No dia a dia, os profissionais tentam estabelecer o mínimo de contato direto com os animais. Isso é necessário para garantir sua reinserção exitosa e com segurança no meio ambiente, de acordo com Lima. O supervisor do Hfaus comentou, porém, que alguns desses pacientes eram mantidos em cativeiro doméstico, e a convivência cotidiana com seres humanos alterou seu comportamento natural. Esse é o caso de uma filhote de onça parda, resgatada por bombeiros, em uma residência em Formosa-GO, e que ocupa um dos leitos do hospital. Brincalhona, mostra-se muito mansa, segundo o biólogo. Isso indica que ela, provavelmente, teve intenso contato com pessoas. Agora, terá de ser feito um trabalho minucioso para tentar reverter esse quadro.
"Todo esse trabalho será realizado com ajuda de parceiros. O hospital não tem a estrutura adequada, e ela (a oncinha), provavelmente, será destinada ao Ibama, que tentará fazer sua reintrodução na natureza", disse. Ele salientou que o destino dos animais tratados pela instituição é decidido, exclusivamente, pelo Ibama.
Colaboração
De acordo com seus gestores, o Hfaus não atende à comunidade e nem pets. Os serviços prestados são exclusivos para atendimento emergencial à fauna nativa. Quem encontrar algum espécime silvestre que necessite de algum cuidado médico deve acionar o Batalhão da Polícia Militar Ambiental (BPMA), pelo número 190. Agentes do órgão resgatarão o bicho e o levarão ao hospital. "Os cidadãos têm muitíssima importância no resgate porque, normalmente, são eles que encontram os bichos (feridos) e não os policiais", completou Lima.
O biólogo lembrou que um dos objetivos do hospital é promover a educação ambiental junto à sociedade. "A gente oferece capacitação para profissionais. Já demos palestras para policiais civis, ambientais, mas também pretendemos abrir palestras e cursos em escolas e universidades", comentou. Ele disse que interessados em aprender sobre cuidados com a fauna local podem entrar em contato com a instituição.

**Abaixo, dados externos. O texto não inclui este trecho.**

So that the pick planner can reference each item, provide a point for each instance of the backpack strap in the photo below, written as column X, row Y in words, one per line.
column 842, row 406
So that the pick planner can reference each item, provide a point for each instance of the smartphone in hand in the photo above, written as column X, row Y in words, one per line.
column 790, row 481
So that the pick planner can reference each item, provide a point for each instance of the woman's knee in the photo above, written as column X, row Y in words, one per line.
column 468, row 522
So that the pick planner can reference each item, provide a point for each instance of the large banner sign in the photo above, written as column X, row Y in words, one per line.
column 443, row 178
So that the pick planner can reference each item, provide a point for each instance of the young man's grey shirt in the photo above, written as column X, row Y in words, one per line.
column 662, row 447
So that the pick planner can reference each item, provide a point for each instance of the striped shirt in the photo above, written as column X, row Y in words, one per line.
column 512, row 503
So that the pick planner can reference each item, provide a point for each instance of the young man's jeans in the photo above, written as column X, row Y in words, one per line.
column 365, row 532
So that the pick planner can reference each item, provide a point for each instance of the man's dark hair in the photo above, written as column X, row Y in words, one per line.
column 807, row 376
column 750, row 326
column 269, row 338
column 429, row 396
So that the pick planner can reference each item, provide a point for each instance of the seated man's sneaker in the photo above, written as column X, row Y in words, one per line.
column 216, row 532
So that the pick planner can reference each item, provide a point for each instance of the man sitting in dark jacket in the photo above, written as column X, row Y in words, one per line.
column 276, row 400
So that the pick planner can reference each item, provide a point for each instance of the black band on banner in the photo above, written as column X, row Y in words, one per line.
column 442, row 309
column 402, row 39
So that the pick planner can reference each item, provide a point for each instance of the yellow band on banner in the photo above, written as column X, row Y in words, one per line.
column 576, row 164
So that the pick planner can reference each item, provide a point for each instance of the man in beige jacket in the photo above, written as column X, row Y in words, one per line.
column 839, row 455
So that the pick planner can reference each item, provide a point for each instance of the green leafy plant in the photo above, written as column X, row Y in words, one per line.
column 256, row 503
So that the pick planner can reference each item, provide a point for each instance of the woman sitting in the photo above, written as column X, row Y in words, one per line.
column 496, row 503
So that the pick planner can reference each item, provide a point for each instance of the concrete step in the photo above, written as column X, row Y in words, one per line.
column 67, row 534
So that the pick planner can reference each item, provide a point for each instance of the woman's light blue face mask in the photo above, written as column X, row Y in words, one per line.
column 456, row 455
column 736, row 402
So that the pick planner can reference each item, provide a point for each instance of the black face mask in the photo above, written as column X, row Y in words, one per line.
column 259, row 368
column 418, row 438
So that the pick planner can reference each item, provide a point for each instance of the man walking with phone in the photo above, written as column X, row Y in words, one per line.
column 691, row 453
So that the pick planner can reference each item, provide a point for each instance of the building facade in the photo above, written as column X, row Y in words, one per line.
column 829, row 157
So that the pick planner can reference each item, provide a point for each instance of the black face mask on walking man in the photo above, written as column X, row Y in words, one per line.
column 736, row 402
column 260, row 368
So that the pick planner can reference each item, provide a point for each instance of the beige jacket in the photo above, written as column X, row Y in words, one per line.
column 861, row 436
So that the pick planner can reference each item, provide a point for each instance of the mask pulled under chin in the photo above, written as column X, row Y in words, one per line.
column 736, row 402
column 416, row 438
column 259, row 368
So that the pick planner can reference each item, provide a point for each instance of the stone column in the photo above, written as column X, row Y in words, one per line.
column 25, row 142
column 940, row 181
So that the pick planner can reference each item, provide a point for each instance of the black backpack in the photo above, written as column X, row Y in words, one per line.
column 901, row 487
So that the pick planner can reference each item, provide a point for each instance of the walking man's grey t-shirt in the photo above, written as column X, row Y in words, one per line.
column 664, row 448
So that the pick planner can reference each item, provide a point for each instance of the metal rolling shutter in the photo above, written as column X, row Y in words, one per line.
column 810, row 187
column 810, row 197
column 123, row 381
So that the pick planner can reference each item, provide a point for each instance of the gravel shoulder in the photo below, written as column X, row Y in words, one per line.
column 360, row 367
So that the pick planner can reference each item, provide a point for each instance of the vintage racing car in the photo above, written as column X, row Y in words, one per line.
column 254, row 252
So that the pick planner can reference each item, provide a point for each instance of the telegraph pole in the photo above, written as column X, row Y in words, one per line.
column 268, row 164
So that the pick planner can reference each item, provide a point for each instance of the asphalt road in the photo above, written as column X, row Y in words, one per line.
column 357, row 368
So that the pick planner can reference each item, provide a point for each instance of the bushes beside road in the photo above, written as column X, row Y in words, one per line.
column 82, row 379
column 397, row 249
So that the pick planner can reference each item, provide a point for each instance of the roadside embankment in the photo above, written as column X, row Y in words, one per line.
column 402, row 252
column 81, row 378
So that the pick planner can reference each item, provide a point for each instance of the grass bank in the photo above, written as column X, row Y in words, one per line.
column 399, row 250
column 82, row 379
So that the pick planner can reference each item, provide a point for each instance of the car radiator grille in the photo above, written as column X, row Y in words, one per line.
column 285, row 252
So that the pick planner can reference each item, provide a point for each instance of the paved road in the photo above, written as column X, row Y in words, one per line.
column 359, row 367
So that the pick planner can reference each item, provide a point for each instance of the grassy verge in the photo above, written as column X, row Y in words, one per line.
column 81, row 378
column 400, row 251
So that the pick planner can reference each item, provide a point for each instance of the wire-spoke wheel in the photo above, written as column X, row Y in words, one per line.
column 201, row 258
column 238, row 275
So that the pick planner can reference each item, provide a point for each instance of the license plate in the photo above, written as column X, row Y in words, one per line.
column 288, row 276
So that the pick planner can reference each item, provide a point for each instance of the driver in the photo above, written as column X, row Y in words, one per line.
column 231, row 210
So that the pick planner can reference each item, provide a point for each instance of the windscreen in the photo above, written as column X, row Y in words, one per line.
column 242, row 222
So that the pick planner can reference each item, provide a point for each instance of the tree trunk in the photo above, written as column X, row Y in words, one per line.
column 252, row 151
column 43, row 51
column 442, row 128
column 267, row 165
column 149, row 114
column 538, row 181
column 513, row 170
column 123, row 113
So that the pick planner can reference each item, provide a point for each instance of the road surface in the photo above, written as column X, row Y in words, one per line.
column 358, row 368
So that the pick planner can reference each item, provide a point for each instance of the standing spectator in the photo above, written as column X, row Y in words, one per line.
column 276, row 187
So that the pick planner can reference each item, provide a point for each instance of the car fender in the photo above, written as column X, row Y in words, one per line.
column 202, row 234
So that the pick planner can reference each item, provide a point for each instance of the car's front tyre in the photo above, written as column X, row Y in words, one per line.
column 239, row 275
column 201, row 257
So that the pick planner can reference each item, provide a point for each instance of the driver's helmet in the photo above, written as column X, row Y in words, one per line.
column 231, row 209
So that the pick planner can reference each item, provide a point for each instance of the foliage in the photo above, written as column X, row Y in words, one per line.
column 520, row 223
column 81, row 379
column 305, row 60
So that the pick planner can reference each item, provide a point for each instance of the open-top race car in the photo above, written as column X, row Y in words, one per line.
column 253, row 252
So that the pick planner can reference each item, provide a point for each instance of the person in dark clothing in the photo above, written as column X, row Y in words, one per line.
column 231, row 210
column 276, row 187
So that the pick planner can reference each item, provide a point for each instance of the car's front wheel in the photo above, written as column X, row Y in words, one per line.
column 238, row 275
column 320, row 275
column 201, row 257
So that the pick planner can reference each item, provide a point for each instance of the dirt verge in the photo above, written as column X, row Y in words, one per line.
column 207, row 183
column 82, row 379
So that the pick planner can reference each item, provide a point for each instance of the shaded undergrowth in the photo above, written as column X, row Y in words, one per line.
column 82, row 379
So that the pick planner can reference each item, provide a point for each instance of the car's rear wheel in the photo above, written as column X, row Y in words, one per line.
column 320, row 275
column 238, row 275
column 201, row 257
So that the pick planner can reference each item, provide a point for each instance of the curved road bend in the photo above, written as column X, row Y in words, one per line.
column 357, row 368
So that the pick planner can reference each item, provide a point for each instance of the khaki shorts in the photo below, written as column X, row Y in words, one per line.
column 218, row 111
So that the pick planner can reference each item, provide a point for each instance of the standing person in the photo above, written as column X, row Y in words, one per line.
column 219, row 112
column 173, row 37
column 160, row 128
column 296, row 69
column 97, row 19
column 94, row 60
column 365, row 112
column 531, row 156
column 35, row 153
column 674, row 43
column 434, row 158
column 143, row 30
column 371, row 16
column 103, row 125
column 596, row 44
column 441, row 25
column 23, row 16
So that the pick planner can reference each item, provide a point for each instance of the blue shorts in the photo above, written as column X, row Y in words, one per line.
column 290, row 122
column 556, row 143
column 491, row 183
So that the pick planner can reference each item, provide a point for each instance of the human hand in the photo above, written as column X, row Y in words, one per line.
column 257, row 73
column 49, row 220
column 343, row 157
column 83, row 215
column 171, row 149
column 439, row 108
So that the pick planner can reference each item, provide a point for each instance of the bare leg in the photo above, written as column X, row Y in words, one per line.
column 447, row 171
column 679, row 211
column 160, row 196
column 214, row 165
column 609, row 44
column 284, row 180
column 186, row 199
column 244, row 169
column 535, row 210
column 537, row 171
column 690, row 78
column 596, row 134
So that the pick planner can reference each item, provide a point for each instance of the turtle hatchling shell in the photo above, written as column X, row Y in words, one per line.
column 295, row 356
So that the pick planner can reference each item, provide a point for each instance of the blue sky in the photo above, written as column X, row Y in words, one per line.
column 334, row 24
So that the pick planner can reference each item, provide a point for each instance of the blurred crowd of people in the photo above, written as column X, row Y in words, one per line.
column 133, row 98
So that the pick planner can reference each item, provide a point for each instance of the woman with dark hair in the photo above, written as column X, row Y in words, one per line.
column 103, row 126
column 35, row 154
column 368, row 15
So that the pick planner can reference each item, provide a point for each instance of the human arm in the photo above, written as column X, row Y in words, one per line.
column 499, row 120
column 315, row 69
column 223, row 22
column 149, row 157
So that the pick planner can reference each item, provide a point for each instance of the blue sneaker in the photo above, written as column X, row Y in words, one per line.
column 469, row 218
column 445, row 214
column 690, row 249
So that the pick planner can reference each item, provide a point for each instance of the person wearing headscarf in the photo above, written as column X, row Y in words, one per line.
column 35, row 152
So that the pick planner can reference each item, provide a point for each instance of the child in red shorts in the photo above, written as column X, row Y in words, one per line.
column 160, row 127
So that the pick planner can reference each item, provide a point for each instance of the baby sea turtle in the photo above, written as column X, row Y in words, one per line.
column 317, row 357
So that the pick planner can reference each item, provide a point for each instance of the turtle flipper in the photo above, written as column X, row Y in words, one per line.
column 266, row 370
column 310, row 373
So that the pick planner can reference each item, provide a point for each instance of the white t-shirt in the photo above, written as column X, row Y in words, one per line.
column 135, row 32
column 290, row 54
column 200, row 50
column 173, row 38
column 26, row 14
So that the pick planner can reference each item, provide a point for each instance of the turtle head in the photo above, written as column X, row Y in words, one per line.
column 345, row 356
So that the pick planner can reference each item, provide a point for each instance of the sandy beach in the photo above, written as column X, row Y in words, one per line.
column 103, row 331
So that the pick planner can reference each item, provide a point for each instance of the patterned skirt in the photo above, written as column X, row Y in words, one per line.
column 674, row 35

Os estudantes de medicina veterinária que quiserem estagiar no Hfaus devem estar atentos ao períodos de inscrição para as vagas. A instituição, contudo, apenas abre oportunidades para os que estão nos dois últimos semestres do curso. "Todas as vagas para este semestre até janeiro do ano que vem estão preenchidas, mas no início do próximo ano abriremos mais inscrições", informou o supervisor.